The second objective was identification of the possible devices which might be used for future designs using the USB port.

Main Stages:

  1. Design of Laser Transciever capable of working at upto 10Mbps
  2. Selection of a microcontroller for interfacing the USB port to the Laser transceiver
  3. Driver programming
  4. Initial Layout and testing
  5. Final PCB Layout

I worked primarily on the microcontroller interfacing and the driver programming required.

Key Issues:

The Universal Serial Bus is a four wire bus – Vcc(+5V), Gnd; and a pair of data wires which uses differentially encoded NRZI signals to transmit data. The Laser transceiver input requires a common mode voltage of 2.5V with a differential mode input of 0.2V .
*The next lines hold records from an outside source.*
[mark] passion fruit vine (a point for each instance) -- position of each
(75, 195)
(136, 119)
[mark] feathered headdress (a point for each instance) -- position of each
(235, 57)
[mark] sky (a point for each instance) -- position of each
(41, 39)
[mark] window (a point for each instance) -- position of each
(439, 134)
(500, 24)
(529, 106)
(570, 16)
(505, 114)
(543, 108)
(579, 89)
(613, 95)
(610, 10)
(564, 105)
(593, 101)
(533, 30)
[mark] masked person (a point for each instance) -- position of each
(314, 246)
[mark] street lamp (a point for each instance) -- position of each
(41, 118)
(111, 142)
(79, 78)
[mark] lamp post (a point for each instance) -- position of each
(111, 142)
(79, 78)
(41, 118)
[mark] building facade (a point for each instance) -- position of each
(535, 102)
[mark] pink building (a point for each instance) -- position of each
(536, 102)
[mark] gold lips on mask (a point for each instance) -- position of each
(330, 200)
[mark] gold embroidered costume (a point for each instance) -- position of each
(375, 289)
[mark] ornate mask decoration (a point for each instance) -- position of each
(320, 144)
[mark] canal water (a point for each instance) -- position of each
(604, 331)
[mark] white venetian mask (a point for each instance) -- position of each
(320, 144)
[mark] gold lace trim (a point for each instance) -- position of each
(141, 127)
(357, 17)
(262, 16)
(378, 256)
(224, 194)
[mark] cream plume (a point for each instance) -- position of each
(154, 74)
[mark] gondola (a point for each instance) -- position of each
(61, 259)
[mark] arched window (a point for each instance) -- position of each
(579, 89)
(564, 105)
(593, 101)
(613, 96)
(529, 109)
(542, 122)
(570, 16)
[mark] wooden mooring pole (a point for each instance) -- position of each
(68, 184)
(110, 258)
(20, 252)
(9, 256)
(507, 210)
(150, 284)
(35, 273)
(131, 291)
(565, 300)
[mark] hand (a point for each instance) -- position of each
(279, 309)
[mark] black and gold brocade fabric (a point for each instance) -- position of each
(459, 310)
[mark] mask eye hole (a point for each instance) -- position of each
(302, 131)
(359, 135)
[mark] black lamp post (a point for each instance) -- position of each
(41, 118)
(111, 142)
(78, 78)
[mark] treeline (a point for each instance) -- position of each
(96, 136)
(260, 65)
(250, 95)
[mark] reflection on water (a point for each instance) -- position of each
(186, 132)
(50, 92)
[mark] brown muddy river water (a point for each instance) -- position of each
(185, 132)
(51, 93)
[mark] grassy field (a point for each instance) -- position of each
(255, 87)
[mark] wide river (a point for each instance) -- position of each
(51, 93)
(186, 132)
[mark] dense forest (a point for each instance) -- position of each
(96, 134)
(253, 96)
The USB protocol requires initial speed identification, PID/VID information ,as well as single ended input signals on the differential (D+, D-) data wires. Hence, an extra controller is needed to match these two protocols.

Usually, Interface conversion between USB and another protocol is achieved a microController which has USB support such as Cypress AN2131, Philips PDIUSBD11A, Microchip PIC16765 etc. or a Digital Signal Processor such as Analog devices BF535. These have strong processing capabilities, more than needed in our case.

The Design:

The data coming from the USB port is converted to 1 wire interface using a DS2490 controller.The 1 wire protocol is normally used to connect external memory to processors. A 1 wire interface transmits digital data using binary encoding - "1" = 5V and "0" = 0V. This output is clamped at 2.3V and clipped at 2.7V to get the required input to the Laser Transceiver. The driver programming is in C++ and assembly language.

Current Status & Related Work:

The laser transceiver on the bread is currently working at 400khz on a bread board. Initial layout is finished and testing is to be done.

An overhead projecter is also being developed by the Optical Networking Group, IIT Madras using the Cypress AN2131 controller. Currently, the chip has been programmed and the LCD display is working. Future plans include commercial marketing of this device.